Ask a Techspert: How does AI understand my visual searches?

The Power of Visual Search: How AI Understands Your Visual Searches

Imagine you're browsing through social media and come across a beautifully styled outfit that catches your eye. You want to know where everything came from, but searching for each item individually can be time-consuming and frustrating. Until recently, visual search was a one-item-at-a-time process, but a major update to Google's Circle to Search and Lens has changed the game. Now, you can search multiple objects within a single image simultaneously, making it easier to find exactly what you want and learn more about the world around you.

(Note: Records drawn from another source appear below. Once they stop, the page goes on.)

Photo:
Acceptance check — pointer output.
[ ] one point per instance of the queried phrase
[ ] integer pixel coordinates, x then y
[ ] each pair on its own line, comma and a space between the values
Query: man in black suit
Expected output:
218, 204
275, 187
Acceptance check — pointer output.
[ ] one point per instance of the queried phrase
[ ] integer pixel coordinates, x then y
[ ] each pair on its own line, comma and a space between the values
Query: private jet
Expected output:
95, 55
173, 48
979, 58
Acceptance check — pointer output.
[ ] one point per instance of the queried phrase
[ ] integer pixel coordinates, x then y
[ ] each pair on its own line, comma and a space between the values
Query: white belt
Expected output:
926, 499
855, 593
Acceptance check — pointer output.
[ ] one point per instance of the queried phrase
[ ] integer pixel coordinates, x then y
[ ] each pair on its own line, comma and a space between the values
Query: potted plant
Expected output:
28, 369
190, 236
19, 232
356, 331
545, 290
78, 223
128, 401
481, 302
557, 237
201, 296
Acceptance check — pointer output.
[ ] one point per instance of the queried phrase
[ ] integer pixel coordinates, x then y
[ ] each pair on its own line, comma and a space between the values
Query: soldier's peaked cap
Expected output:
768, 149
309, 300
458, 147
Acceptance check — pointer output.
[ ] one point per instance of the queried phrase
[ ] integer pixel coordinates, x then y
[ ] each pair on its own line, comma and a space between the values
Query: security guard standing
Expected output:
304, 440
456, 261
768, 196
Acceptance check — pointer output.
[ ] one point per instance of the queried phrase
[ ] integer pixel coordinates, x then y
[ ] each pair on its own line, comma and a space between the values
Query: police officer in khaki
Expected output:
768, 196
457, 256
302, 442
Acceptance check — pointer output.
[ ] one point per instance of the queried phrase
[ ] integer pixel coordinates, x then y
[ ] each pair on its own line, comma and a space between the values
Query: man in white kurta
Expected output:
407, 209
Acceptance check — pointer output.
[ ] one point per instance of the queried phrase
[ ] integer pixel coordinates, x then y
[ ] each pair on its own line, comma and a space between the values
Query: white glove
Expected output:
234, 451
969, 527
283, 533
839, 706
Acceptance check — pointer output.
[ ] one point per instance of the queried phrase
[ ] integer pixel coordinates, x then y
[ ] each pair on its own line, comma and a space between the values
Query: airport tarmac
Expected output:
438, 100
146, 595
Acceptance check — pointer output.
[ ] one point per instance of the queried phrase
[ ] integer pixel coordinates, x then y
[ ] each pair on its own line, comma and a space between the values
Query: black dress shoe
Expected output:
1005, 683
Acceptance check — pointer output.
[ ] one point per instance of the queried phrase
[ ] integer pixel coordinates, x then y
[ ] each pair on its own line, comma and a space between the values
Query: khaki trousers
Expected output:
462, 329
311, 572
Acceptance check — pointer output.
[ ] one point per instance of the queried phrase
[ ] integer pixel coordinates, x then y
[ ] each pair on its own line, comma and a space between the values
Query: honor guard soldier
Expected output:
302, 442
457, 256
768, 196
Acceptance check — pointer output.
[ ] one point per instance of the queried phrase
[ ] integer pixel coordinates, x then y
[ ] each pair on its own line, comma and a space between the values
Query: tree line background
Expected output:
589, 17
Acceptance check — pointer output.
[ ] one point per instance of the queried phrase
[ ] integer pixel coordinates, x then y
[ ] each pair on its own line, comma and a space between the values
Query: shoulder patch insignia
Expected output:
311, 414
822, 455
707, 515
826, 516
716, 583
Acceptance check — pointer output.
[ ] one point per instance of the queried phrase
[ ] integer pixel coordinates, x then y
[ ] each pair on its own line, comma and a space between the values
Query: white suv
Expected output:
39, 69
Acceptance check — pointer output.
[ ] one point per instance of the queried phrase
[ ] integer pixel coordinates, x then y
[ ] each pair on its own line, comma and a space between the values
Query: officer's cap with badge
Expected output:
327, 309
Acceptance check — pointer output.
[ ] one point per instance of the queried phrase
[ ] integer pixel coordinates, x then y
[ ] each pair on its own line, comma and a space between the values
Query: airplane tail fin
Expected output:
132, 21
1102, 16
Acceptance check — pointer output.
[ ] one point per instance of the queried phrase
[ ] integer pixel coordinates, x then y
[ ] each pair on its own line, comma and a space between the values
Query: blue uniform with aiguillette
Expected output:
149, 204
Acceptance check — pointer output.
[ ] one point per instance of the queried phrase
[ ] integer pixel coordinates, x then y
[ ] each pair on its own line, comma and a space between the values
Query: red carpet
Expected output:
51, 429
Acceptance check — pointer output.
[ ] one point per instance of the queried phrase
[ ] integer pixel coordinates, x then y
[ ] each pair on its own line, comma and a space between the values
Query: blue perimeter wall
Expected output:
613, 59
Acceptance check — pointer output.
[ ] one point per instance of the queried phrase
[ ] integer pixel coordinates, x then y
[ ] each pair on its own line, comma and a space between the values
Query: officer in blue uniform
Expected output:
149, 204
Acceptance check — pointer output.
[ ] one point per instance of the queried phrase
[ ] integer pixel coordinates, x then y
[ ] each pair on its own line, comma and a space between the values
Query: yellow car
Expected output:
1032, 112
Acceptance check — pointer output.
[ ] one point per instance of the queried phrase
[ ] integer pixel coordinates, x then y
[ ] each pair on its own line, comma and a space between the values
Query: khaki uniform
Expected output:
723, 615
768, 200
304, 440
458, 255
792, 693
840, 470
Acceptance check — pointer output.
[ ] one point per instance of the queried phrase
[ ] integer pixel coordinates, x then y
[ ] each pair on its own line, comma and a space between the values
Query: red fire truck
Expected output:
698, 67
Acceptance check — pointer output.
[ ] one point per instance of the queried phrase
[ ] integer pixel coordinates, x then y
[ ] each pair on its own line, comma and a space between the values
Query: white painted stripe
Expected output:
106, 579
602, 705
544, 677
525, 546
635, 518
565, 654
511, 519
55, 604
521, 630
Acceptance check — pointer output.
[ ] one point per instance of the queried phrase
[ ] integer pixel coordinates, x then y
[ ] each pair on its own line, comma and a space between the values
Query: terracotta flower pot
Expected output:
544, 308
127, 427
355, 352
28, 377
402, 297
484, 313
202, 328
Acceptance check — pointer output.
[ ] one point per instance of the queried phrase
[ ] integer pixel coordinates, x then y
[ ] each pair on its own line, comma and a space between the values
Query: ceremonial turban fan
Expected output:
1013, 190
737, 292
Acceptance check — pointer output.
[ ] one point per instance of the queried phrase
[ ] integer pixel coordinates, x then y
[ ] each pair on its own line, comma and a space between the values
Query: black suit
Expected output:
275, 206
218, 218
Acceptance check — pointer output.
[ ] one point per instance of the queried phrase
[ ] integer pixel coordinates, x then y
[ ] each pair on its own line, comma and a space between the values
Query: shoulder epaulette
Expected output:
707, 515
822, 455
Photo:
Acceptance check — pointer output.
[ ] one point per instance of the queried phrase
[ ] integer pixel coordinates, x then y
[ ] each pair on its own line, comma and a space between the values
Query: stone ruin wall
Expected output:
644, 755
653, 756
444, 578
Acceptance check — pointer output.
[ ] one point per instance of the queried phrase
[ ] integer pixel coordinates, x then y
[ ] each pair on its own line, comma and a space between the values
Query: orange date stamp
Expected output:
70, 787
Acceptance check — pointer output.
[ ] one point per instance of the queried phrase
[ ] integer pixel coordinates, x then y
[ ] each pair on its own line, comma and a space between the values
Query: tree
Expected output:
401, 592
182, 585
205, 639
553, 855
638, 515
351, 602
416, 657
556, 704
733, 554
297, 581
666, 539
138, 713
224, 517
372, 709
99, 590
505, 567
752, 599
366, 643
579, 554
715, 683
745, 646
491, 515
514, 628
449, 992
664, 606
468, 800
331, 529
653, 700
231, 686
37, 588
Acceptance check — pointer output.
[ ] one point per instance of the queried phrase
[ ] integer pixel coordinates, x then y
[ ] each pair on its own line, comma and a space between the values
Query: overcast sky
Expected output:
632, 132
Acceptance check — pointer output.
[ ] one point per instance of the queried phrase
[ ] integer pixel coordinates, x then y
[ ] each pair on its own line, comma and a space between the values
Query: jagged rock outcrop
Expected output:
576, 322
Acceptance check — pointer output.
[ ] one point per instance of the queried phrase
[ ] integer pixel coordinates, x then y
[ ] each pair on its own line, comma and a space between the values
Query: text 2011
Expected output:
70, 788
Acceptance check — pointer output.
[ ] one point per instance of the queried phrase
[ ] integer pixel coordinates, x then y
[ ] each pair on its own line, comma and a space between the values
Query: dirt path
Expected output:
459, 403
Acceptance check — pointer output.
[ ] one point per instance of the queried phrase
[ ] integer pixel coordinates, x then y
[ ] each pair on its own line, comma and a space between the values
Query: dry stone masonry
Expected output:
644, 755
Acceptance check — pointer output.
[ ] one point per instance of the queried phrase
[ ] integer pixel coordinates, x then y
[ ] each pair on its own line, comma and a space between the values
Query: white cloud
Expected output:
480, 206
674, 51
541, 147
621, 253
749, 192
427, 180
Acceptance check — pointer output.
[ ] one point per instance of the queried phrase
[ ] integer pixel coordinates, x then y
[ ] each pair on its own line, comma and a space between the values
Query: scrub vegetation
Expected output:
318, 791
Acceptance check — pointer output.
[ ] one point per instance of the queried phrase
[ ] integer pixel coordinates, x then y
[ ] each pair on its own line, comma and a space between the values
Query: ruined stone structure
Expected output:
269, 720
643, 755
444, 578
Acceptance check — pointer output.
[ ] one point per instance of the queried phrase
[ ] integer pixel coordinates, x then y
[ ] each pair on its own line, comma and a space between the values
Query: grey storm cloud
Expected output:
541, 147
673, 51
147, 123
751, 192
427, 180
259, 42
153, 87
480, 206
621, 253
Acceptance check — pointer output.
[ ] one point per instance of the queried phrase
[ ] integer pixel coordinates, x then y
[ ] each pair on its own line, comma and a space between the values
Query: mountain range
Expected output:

Behind the Scenes: How Google's AI Understands Visual Searches

To better understand these breakthroughs, we talked to Search Senior Engineering Director Dounia Berrada, who focuses on multimodal search, aka Google Lens. Visual search is redefining how we interact with information, and Lens should be intelligent enough to understand the "why" behind your search, making it effortless to get help with what you see on your screen or in the world around you.

How Does It Work?

Imagine you're redesigning a room and upload a photo of a mid-century modern space for inspiration. You probably aren't just looking for the side table; you want to recreate the entire vibe. Previously, you'd have to search for the lamp, then the rug, then the chair individually. Now, AI Mode can break down that complex image, identify each individual piece, and issue multiple visual searches simultaneously. You can see this in action right now using Circle to Search.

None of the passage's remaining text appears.